Pakistan has long been a draw for foreign climbers lured by some of the most spectacular mountains on Earth, including the savage K2, the world’s second highest peak. Meanwhile, the global mountaineering community has raised $100,000 to find two American climbers who went missing in the Karakoram mountains 10 days ago.
Kyle Dempster and Scott Adamson went missing while attempting to summit the Ogre II in the Karakoram that stands some 7,000 metres high, said Karrar Haidri, spokesperson for the Alpine Club of Pakistan (ACP). “Climbers from around the world raised $100,000 in 15 hours to fund a search and rescue for the climbers. Helicopters may be chartered to fly around the mountain in search of the climbers, but not in the stormy weather. As of August 31, the efforts to locate the climbers have been limited to sending search parties on foot,” Mr Haidri said.

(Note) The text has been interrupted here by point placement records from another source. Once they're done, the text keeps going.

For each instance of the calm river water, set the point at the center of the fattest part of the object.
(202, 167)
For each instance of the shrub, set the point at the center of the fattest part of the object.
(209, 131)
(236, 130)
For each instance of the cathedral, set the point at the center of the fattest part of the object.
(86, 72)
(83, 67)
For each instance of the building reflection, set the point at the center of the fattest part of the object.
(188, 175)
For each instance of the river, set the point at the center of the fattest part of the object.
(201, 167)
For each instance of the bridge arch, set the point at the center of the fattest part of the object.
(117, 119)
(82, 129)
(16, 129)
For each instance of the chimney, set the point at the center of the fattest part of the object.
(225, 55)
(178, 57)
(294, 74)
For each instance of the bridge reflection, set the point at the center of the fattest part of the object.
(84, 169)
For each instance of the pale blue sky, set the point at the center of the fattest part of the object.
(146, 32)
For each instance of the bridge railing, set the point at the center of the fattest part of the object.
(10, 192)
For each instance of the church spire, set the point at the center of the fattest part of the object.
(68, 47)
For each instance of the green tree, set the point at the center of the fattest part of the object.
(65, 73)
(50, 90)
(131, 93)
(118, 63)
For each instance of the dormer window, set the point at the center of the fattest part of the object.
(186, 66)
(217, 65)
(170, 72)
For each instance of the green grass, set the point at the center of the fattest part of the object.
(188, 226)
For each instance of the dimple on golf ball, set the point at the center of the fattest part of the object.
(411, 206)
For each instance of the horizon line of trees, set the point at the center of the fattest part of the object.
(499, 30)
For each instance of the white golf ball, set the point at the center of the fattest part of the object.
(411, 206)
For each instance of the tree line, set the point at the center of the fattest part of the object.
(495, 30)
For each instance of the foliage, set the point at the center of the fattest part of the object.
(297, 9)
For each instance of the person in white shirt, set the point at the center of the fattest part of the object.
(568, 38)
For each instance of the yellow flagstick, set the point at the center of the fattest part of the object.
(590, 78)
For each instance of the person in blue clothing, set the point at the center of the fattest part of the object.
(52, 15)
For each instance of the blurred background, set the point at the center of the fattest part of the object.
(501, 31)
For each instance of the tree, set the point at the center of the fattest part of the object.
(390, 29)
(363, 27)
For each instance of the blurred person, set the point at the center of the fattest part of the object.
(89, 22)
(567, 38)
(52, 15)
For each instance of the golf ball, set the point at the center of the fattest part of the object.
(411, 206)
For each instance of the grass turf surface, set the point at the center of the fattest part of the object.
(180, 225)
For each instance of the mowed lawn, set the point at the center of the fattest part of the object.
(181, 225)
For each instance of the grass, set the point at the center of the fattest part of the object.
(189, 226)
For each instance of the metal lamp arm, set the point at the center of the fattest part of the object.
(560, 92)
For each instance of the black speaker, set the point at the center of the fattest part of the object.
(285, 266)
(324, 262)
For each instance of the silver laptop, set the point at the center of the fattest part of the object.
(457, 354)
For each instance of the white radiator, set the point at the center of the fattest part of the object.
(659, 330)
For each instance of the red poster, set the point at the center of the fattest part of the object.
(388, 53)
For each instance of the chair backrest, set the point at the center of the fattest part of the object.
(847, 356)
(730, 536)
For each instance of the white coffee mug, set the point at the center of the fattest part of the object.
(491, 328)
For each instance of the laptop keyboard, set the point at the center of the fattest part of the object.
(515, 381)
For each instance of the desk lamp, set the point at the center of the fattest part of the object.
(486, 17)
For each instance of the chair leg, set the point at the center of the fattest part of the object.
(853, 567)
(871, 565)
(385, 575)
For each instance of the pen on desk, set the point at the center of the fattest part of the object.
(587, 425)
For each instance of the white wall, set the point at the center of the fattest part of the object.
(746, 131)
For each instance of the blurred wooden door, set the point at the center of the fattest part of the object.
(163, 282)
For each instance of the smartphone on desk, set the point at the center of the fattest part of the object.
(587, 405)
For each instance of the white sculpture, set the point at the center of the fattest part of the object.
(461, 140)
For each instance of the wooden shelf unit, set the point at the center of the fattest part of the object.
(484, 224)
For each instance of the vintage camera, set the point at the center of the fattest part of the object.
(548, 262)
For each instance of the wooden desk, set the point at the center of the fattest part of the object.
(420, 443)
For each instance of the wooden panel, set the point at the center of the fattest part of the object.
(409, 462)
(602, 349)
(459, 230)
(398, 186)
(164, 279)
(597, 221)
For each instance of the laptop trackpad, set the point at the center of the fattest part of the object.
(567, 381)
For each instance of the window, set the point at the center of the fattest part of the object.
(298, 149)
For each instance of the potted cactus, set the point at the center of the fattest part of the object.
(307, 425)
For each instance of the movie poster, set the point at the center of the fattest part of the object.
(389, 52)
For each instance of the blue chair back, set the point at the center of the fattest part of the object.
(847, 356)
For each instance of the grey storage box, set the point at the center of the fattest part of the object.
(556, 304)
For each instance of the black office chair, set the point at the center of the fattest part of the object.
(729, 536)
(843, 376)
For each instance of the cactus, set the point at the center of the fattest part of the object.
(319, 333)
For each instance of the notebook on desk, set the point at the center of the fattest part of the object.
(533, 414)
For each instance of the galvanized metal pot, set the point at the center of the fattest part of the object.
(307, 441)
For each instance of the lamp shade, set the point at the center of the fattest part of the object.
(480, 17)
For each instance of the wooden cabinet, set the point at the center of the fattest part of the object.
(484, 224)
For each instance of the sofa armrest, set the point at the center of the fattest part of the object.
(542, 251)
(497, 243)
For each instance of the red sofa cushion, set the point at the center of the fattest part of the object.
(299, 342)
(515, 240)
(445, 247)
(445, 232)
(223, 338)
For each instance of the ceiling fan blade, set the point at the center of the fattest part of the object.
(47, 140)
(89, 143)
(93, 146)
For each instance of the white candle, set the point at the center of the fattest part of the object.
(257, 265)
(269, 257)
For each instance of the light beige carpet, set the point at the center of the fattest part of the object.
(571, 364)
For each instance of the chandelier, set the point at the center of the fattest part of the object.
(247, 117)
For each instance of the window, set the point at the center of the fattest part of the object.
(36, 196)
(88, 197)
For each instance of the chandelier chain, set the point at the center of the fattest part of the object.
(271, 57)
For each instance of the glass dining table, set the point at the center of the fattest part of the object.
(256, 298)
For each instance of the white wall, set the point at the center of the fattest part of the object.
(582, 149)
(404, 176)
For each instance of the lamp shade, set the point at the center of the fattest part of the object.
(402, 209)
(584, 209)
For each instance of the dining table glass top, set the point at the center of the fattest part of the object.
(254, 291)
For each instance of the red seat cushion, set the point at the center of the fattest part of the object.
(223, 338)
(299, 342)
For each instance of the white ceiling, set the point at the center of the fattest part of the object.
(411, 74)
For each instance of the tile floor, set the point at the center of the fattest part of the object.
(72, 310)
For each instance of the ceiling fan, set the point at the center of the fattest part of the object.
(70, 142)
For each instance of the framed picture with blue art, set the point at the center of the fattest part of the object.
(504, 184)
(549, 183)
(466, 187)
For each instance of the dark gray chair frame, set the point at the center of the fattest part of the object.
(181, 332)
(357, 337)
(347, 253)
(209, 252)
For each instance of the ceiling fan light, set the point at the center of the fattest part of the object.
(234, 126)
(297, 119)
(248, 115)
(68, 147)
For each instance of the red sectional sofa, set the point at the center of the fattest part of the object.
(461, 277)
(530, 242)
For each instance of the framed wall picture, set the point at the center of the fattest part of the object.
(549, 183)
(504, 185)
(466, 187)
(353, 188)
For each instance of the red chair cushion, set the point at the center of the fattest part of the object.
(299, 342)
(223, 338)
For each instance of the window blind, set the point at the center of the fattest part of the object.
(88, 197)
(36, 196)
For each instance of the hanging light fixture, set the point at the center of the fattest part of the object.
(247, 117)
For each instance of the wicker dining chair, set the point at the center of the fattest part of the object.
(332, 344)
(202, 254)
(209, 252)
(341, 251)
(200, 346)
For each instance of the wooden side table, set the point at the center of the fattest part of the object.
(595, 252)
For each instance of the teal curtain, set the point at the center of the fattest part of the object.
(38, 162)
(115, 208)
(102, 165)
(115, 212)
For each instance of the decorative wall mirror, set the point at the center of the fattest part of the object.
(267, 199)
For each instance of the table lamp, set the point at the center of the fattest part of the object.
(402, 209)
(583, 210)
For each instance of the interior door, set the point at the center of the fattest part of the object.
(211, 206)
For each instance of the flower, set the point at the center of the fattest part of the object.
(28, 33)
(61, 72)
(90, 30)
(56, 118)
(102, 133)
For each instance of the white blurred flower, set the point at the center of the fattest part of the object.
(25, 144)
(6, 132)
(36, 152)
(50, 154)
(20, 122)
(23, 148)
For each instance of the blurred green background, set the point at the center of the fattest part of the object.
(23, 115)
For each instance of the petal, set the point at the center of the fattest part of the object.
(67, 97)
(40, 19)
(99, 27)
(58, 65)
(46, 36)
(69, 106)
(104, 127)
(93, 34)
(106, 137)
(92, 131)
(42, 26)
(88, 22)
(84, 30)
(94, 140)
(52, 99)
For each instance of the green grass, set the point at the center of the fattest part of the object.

Before Saturday, army helicopters were not able to conduct a single sortie because of the weather. In the absence of proper rescue facilities in Pakistan, which is one of the most popular climbing destinations for veteran climbers, the ACP charters army helicopters for search and rescue operations which cost thousands of dollars by the hour
While the summer climbing season in the Karakoram Range is over, a handful of climbers were still attempting their summits and Kyle Dempster and Scott Adamson were trying to be the first to summit the Ogre II. According to the ACP, the two climbers set out on the north face of the mountain on August 21 and planned to reach the top and descend within five days.
They were last seen on Monday, August 22 by their Pakistani cook. The fundraising page of the global mountaineering community reads: “Please help these boys. We have also been required to transfer money for the helicopter rescue and porters on foot in search of Kyle Dempster and Scott Adamson. With the unreliable weather we are in [need] of more money every day.”